Y cuando por fin se decidió a darle forma de palabra a su espíritu creado, a sus caderas y al color de sus ojos, a la ropa inconfesable, atajó con resolución el folio en blanco, situó el plumín dorado sobre él y se quedó allí petrificado.
El borrón de tinta crecía absorbido por la hoja virgen. La mirada fija y perdida en el brillante papel. La mano quieta. La mente muerta.
¡No podía! ¡No podía! Gritó su impotencia.
Salió de su estupor arrojando con rabia la hoja en una pelota lejos, sin destino decidido.
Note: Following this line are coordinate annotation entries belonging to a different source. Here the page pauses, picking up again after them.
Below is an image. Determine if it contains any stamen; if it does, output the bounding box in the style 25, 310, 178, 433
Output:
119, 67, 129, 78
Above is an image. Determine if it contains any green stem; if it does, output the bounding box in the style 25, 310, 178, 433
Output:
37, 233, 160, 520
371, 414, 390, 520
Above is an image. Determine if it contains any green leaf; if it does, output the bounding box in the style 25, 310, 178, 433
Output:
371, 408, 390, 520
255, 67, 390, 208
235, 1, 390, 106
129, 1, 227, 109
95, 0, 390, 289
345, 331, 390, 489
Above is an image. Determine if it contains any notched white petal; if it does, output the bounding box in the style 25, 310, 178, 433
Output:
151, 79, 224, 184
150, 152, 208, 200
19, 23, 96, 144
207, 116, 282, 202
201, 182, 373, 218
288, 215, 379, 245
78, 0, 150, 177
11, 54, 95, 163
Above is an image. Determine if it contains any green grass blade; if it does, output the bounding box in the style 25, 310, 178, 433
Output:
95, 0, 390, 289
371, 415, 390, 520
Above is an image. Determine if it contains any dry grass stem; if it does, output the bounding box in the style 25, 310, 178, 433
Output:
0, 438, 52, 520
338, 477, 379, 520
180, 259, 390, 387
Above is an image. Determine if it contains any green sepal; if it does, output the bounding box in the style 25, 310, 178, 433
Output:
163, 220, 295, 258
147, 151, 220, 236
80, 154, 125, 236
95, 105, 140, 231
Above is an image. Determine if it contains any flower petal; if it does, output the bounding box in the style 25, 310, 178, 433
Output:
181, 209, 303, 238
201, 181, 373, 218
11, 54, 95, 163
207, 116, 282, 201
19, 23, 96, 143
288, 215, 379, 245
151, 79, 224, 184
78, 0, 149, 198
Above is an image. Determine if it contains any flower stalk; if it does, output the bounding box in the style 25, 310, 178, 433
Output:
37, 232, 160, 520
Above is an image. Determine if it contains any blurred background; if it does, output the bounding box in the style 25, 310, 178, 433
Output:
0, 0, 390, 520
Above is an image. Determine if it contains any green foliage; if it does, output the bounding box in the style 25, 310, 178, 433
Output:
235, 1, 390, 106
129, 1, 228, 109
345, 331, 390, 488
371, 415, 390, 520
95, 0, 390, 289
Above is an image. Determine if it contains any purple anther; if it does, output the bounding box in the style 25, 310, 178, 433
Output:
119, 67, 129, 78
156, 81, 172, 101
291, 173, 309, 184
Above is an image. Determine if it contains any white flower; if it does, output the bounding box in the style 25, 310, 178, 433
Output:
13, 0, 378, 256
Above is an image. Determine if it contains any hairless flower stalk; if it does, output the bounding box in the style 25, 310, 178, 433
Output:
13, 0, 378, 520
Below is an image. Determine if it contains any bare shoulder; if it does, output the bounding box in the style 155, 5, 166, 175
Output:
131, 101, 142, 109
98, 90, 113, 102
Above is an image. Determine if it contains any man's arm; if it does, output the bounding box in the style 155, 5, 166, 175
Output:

El escritor se derrumbó sobre la mesa sollozando. Jamás lo conseguiría. ¿Por qué se le negaban las palabras y sus actos, las conversaciones y los escenarios, los sentimientos? ¿Por qué era tan difícil crear?
Quizás, porque el escritor no sabía era que esa mujer inexistente nunca podría llegar a existir porque ni él mismo era real, sino un personaje más de un escritor que no se encontraba inspirado y que escribiendo por escribir, escribió sobre un escritor que no podía escribir sobre un amor imposible, incapaz de describir una mujer bella y sensual, de piel suave y voz dulce, de ojos hermosos y largos cabellos negros que le habría de amar.
Quizás porque todo se reducía a escritores, personajes, plumas, tintas y hojas blancas, a palabras, voces y gritos desesperados de seres que deseaban existir y no podían mientras la inspiración no llegase, mientras la creatividad se escondiera tras impotencias tontas y estériles disciplinas.
Se ignoraba quién decidiría quién habría de existir y quién no; quién se convertiría en protagonista y quién en autor; quién sobreviviría a la lectura siendo lector o quién sería aplastado entre otras hojas leídas.
Es por eso que el escritor del personaje escritor, dejando sin dejar de escribir, escribió que el escritor por un momento intuyó conmovido, resignándose, que iba a aceptar que su existencia podría arrugarse en cualquier momento en una pelota de papel y su efímero ser terminaría en una papelera llena de existencias que nunca existieron, de personajes que no alcanzaron a protagonizar más que una idea leve en una trama inconexa de una historia no intuida.
Y fue tal la incógnita, que sin parar de escribir, ya nadie sabe quién es el escritor y quién el personaje. Ni siquiera tú, cuando me leas sabrás quién eres, lector o ficción, palabra escrita o ente material, porque ¿quién sabe quién es el que escribe, quién es el que lee y quién es el leído?